Filter for single value:

data_files:
  - path: data/all_items.json
    filter_by_prior_annotation:
      annotation_dir: ../triage/annotation_output/
      schema: triage
      value: accept

Filter for multiple values:

data_files:
  - path: data/all_items.json
    filter_by_prior_annotation:
      annotation_dir: ../quality-check/annotation_output/
      schema: quality
      value:
        - good
        - acceptable

Invert filter (exclude rejected items):

data_files:
  - path: data/all_items.json
    filter_by_prior_annotation:
      annotation_dir: ../review/annotation_output/
      schema: review_status
      value: rejected
      invert: true

Workflow Example: Triage -> Full Annotation

Step 1: Create Triage Task

# triage-task/config.yaml
annotation_task_name: "Data Quality Triage"
task_dir: .

data_files:
  - data/raw_items.json

item_properties:
  id_key: id
  text_key: text

annotation_schemes:
  - annotation_type: triage
    name: data_quality
    description: Is this data suitable for annotation?
    auto_advance: true

output_annotation_dir: annotation_output

Step 2: Run Triage

python potato/flask_server.py start triage-task/config.yaml -p 8000

Annotators rapidly accept/reject/skip items.
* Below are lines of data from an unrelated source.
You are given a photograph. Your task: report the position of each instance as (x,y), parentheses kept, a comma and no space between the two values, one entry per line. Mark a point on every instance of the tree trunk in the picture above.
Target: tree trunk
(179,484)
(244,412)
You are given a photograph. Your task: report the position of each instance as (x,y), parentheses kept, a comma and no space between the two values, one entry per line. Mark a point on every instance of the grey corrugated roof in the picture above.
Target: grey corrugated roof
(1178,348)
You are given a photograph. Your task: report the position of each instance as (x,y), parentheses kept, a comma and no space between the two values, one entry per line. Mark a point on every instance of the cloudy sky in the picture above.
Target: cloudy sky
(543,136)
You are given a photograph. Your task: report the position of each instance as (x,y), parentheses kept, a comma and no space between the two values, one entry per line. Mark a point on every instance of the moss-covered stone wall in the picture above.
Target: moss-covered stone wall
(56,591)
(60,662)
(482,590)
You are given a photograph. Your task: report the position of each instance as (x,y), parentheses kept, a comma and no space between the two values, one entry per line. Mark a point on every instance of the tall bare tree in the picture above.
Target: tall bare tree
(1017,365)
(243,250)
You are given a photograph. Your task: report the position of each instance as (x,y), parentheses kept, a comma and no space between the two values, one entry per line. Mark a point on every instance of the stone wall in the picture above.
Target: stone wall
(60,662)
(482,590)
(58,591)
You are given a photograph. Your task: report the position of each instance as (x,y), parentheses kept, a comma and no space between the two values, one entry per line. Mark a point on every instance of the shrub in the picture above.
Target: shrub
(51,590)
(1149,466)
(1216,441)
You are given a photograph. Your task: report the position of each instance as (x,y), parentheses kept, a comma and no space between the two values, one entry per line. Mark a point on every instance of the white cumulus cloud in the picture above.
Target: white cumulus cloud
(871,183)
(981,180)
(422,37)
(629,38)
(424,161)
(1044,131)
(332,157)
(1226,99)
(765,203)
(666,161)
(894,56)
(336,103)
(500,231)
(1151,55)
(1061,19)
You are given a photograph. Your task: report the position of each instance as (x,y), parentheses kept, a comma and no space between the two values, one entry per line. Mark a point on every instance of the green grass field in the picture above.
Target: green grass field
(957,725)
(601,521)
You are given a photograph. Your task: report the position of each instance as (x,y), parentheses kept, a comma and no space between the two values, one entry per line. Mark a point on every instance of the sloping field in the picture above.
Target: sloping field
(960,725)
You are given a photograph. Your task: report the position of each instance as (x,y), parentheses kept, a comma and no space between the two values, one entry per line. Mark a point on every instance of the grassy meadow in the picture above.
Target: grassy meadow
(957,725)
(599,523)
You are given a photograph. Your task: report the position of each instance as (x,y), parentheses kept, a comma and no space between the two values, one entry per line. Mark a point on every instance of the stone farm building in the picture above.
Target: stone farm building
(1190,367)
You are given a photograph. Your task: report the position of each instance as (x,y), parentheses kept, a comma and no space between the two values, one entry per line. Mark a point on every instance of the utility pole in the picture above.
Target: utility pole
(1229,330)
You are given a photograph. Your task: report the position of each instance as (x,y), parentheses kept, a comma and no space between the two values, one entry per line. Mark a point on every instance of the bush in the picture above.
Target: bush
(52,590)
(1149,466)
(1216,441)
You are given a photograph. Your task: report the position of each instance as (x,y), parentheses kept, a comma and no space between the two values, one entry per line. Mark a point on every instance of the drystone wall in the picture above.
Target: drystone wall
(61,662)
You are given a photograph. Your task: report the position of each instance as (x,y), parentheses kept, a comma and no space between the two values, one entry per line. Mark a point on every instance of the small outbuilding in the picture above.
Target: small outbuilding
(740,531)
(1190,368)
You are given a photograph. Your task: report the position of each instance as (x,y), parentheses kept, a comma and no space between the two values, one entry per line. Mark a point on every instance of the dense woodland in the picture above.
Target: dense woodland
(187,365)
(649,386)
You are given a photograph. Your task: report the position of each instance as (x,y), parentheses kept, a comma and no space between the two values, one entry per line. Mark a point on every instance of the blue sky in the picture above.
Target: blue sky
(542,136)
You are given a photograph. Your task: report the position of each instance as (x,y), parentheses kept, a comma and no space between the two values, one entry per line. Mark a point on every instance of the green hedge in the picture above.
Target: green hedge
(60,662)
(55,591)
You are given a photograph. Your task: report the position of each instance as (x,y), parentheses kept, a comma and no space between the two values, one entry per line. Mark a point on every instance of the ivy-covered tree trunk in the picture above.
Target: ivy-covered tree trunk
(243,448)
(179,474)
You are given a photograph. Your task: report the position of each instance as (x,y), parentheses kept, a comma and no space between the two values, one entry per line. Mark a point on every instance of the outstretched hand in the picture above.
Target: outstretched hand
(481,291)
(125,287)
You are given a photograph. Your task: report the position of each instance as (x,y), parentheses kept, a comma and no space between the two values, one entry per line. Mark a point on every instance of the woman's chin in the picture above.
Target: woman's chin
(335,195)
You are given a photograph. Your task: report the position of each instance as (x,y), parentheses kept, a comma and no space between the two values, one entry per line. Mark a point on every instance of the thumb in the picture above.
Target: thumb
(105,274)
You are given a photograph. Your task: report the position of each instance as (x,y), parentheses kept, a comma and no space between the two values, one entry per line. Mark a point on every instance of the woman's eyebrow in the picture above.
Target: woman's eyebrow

Step 3: Create Full Annotation Task

Option A: Using CLI to create filtered data file

# Filter accepted items
python -m potato.filter_by_annotation \
    --annotations triage-task/annotation_output/ \
    --data triage-task/data/raw_items.json \
    --schema data_quality \
    --value accept \
    --output full-annotation-task/data/accepted_items.json

# full-annotation-task/config.yaml
annotation_task_name: "Full Annotation"
task_dir: .

data_files:
  - data/accepted_items.json  # Pre-filtered data

annotation_schemes:
  - annotation_type: span
    name: entities
    description: Annotate named entities
    labels:
      - PERSON
      - ORGANIZATION
      - LOCATION

output_annotation_dir: annotation_output

Option B: Using config-based filtering

# full-annotation-task/config.yaml
annotation_task_name: "Full Annotation"
task_dir: .

data_files:
  - path: ../triage-task/data/raw_items.json
    filter_by_prior_annotation:
      annotation_dir: ../triage-task/annotation_output/
      schema: data_quality
      value: accept

annotation_schemes:
  - annotation_type: span
    name: entities
    description: Annotate named entities
    labels:
      - PERSON
      - ORGANIZATION
      - LOCATION

output_annotation_dir: annotation_output

Output Format

The filtered output preserves all original fields from the input data:

Input (raw_items.json):

[
  {"id": "item_001", "text": "Hello world", "category": "greeting"},
  {"id": "item_002", "text": "Bad data", "category": "noise"},
  {"id": "item_003", "text": "Good data", "category": "content"}
]

Triage annotations: - item_001: accept - item_002: reject - item_003: accept

Output (accepted_items.json):

[
  {"id": "item_001", "text": "Hello world", "category": "greeting"},
  {"id": "item_003", "text": "Good data", "category": "content"}
]

All original fields (id, text, category) are preserved, making the filtered output immediately usable as input to another Potato task.

Python API

For programmatic use:

from potato.filter_by_annotation import (
    filter_items_by_annotation,
    get_annotation_summary,
    load_annotations_from_dir,
)

# Filter items
filtered = filter_items_by_annotation(
    annotation_dir="annotation_output/",
    data_file="data/items.json",
    schema_name="triage",
    filter_value="accept",
    id_key="id"
)

# Get summary
summary = get_annotation_summary("annotation_output/", "triage")
print(summary)  # {'accept': 100, 'reject': 50, 'skip': 25}

# Load raw annotations
annotations = load_annotations_from_dir("annotation_output/")
# Returns: {'item_001': {'triage': {'name': 'accept', 'value': 'accept'}}, ...}

Troubleshooting

No items after filtering

Check the annotation summary to see what values exist:

python -m potato.filter_by_annotation \
    --annotations annotation_output/ \
    --schema YOUR_SCHEMA \
    --summary

Items not matching

Ensure the schema name matches exactly (case-sensitive) and the annotation_dir points to the correct location.

ID mismatch

Verify the id_key matches between your data file and annotations. Both should use the same field name (default: id).